Clayton Simms, a criminal defense attorney, said police must focus on the crime that led to the stop in the first place. If other evidence surfaces after a stop, such as the smell of alcohol on the driver's breath, officers can put the motorist through sobriety tests. He also said whether a stop exceeds its scope depends on a number of factors, such as the reason for stopping the driver, the length of the detention, the extent of the search and the number of officers involved.
Attorney Robert Sykes, who represents Felders, has acknowledged that I-15 is a popular route for drug smugglers, but said there was no reason to believe his client was one of them. He said the trooper did not have a warrant or Felders' permission to search the vehicle and no emergency circumstances existed -- such as destruction of evidence or danger to the public -- to justify a warrantless search.
But what hasn't been addressed at length is how Felders and the two teenagers behaved during the traffic stop. Many teenagers in general, and black teenagers in particular, are notorious for copping an attitude when dealing with authority. Felders claims they behaved properly during the prolonged stop, but what's their definition of "proper"? It's quite possible that the two teens may have mouthed off to the cop during the stop. This would not excuse unprofessional police behavior, but might cause the cop to become more suspicious and investigate more fully and vigorously.
Here's a YouTube video demonstrating how both police and the public should behave during a traffic stop:
Some additional understanding of the police perspective on traffic stops is in order.
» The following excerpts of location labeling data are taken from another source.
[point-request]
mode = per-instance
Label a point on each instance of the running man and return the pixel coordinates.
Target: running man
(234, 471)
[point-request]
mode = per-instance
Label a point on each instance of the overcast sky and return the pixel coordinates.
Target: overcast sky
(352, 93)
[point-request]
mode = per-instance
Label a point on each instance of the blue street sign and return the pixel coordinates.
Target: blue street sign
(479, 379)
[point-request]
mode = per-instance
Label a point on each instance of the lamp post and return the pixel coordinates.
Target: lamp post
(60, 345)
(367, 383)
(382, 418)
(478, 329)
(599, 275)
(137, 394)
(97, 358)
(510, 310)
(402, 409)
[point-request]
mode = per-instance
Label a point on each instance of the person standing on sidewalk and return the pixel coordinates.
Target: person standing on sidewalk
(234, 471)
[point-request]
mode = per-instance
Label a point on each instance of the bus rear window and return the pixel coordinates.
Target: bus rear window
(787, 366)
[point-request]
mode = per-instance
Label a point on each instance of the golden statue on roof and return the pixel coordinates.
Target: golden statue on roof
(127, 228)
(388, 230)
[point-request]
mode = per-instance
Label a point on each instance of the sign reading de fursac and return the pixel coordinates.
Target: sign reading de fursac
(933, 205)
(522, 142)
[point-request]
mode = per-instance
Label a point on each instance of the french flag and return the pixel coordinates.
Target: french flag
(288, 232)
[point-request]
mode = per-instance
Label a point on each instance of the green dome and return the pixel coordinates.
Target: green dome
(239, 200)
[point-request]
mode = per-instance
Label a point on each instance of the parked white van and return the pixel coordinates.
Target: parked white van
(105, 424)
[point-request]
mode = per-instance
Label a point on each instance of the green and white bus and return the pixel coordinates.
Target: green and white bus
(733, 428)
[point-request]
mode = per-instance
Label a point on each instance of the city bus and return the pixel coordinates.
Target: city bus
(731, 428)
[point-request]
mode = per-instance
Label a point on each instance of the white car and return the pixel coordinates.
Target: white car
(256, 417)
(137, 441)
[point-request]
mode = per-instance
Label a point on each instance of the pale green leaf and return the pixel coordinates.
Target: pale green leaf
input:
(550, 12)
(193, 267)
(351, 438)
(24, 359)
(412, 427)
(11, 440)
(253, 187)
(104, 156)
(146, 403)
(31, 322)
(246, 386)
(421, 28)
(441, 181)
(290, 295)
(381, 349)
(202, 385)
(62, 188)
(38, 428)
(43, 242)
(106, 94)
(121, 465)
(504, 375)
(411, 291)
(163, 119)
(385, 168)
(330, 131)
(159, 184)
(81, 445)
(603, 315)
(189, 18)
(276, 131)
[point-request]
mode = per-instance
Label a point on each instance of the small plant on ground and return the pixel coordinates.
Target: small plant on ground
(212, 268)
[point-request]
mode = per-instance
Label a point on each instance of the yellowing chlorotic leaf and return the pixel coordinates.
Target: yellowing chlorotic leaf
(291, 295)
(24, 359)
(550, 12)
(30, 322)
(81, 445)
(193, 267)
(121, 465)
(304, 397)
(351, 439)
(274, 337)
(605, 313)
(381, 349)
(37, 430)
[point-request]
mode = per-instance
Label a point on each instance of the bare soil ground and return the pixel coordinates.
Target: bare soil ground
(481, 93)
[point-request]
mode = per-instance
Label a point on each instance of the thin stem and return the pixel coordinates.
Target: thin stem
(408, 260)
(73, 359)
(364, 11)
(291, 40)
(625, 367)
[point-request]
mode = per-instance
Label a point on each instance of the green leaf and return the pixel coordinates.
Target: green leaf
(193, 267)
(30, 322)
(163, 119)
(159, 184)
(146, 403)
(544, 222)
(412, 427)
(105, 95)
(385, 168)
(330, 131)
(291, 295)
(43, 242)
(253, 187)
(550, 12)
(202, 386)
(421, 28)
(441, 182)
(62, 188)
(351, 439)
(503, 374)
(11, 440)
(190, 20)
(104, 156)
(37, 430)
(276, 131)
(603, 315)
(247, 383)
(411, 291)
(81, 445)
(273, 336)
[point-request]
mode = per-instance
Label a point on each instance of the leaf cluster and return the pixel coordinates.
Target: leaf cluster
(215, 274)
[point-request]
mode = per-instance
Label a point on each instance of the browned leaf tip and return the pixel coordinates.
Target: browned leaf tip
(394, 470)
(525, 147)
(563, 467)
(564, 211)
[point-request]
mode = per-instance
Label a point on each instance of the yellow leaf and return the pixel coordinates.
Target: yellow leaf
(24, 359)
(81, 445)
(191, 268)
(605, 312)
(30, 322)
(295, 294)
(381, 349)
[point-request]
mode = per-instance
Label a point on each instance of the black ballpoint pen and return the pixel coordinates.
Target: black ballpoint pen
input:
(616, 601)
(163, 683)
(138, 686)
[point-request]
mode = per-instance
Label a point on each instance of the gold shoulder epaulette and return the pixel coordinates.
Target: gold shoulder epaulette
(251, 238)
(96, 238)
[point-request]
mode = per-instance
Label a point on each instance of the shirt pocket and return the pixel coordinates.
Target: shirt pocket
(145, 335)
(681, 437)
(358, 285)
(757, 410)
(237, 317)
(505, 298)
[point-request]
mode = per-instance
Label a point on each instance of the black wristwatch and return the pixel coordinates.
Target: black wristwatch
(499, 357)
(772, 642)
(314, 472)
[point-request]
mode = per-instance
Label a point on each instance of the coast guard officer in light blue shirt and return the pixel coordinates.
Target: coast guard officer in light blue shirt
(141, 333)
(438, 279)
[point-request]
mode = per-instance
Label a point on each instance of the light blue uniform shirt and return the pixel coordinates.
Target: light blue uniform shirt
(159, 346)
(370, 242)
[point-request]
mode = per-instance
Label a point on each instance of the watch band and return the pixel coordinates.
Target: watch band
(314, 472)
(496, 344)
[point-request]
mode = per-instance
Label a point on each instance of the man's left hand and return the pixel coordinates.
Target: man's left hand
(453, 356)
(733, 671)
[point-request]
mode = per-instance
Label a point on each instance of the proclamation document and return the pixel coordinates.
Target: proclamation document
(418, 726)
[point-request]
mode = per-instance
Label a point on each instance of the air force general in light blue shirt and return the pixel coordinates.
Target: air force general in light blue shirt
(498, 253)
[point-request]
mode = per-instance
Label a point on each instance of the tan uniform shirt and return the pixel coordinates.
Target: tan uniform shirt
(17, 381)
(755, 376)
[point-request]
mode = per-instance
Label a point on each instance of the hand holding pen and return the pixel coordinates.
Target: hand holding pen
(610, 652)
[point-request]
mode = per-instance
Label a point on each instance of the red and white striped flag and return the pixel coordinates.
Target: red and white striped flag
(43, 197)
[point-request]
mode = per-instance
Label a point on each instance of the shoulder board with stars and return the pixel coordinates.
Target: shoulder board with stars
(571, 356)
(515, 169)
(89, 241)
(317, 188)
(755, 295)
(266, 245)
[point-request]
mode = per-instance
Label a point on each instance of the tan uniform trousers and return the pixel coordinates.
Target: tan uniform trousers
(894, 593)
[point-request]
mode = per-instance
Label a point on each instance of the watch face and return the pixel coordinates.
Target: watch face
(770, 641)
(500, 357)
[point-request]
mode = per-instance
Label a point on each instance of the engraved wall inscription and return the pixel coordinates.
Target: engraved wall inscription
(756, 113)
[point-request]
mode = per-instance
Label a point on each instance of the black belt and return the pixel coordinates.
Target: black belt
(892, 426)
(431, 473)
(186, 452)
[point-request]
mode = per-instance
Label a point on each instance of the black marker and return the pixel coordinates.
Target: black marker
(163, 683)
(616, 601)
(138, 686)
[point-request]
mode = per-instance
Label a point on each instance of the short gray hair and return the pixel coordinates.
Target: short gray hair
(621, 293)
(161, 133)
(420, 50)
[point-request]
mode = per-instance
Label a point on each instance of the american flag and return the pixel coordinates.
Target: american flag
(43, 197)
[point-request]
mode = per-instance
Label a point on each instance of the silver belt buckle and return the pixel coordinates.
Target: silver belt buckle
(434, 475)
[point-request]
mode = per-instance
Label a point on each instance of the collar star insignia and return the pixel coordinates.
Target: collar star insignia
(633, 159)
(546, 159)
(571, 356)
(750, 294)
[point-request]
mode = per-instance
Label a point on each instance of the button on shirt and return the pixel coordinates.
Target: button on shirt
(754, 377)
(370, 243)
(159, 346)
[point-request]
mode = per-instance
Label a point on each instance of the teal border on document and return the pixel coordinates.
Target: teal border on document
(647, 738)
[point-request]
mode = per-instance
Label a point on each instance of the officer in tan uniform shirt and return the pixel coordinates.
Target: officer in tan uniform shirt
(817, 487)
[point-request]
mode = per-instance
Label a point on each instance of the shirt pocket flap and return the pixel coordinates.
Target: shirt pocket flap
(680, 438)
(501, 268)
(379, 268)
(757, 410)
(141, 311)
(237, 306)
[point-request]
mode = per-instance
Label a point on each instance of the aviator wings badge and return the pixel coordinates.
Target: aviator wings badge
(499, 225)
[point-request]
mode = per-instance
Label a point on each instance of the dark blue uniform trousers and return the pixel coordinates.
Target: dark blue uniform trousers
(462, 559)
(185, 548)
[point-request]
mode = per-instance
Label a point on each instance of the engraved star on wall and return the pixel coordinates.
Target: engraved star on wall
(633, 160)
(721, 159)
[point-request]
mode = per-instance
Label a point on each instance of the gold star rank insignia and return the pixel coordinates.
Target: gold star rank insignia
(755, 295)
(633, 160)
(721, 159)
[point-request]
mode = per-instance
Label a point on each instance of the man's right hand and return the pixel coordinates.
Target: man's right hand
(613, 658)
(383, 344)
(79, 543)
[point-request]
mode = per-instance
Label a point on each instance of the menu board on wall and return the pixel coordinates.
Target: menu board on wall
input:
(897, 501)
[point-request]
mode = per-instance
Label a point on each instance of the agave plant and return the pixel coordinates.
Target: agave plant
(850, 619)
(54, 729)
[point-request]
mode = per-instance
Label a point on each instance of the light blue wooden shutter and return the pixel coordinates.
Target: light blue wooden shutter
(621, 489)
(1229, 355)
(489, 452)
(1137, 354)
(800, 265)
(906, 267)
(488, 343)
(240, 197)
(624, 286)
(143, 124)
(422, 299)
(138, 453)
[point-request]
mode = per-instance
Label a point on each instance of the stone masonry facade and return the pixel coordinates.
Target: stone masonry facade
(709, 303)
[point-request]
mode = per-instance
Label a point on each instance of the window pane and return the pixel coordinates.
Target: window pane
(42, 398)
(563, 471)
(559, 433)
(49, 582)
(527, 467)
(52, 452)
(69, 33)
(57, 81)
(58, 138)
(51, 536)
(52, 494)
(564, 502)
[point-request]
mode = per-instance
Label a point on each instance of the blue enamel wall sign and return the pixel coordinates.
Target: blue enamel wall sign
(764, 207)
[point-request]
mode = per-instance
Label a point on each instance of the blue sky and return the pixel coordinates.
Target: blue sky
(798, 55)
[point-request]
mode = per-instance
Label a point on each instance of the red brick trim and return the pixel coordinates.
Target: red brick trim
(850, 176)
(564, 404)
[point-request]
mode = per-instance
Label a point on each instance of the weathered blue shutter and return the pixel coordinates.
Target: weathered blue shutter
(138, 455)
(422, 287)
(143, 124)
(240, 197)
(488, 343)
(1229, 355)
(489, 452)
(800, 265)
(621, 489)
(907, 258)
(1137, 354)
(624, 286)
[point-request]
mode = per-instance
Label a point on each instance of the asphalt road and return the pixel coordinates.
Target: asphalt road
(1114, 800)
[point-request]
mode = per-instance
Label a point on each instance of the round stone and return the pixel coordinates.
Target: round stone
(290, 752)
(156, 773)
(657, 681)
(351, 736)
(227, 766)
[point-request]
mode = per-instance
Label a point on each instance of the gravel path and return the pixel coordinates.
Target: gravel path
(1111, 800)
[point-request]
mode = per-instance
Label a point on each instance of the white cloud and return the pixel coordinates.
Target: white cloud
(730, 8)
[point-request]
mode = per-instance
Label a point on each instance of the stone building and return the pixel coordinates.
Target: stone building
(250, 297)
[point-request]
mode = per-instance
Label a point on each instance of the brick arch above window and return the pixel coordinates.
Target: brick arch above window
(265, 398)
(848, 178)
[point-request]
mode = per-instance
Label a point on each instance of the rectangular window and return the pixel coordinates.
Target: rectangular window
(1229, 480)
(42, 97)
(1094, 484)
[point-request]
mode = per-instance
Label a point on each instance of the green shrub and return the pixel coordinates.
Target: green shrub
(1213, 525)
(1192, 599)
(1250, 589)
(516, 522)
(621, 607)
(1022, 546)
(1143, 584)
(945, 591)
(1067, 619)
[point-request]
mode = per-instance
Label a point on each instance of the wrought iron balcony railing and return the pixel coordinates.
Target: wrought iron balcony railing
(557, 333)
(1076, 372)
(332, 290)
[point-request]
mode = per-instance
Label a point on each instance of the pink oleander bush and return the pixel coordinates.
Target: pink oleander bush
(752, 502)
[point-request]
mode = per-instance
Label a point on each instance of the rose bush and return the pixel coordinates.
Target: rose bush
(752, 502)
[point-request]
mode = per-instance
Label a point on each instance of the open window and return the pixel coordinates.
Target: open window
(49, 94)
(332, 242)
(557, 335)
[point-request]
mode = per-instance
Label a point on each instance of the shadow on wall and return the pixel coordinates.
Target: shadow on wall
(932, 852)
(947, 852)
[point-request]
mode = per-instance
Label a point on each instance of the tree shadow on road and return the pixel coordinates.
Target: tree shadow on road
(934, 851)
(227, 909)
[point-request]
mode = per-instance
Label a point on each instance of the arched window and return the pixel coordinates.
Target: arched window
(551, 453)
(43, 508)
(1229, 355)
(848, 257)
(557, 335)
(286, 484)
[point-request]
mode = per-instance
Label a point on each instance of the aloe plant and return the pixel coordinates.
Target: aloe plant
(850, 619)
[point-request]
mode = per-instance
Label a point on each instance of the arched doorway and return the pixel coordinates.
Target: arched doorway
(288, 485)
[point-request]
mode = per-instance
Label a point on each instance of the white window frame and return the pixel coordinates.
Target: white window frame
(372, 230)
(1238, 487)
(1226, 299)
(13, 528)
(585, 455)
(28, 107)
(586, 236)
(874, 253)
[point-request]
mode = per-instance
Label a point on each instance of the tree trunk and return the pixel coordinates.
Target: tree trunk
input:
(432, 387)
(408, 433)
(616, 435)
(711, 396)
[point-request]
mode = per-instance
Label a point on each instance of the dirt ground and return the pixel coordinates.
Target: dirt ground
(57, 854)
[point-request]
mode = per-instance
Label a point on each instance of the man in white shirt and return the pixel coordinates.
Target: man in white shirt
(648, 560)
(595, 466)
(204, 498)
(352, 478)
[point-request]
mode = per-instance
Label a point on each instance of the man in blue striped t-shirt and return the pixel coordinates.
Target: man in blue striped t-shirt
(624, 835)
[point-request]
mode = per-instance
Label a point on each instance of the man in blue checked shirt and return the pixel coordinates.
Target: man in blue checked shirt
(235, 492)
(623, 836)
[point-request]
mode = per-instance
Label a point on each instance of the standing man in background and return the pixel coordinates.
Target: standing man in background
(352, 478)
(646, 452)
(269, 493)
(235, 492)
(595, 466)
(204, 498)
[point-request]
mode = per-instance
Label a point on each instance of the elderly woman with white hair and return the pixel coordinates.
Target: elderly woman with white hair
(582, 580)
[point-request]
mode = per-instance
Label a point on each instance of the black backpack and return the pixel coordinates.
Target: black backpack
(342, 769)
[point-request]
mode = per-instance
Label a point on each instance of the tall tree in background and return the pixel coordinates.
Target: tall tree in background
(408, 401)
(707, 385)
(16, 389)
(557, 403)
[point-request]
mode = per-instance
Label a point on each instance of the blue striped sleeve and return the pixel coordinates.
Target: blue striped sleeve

Posts in this particular cop discussion thread provide additional insight into the mindset of cops on traffic stops. It shows that cops are trained to consider the traffic stop to be the most potentially dangerous encounter, simply because of its unpredictability. Consequently, it is incumbent upon the citizen to behave in such a fashion as to demonstrate that the citizen poses NO IMMEDIATE THREAT to the personal safety of a police officer.
While dragging the race card into this situation is despicable, it should not blind us to the possibility that a very real violation of the Fourth Amendment may have occurred in this case.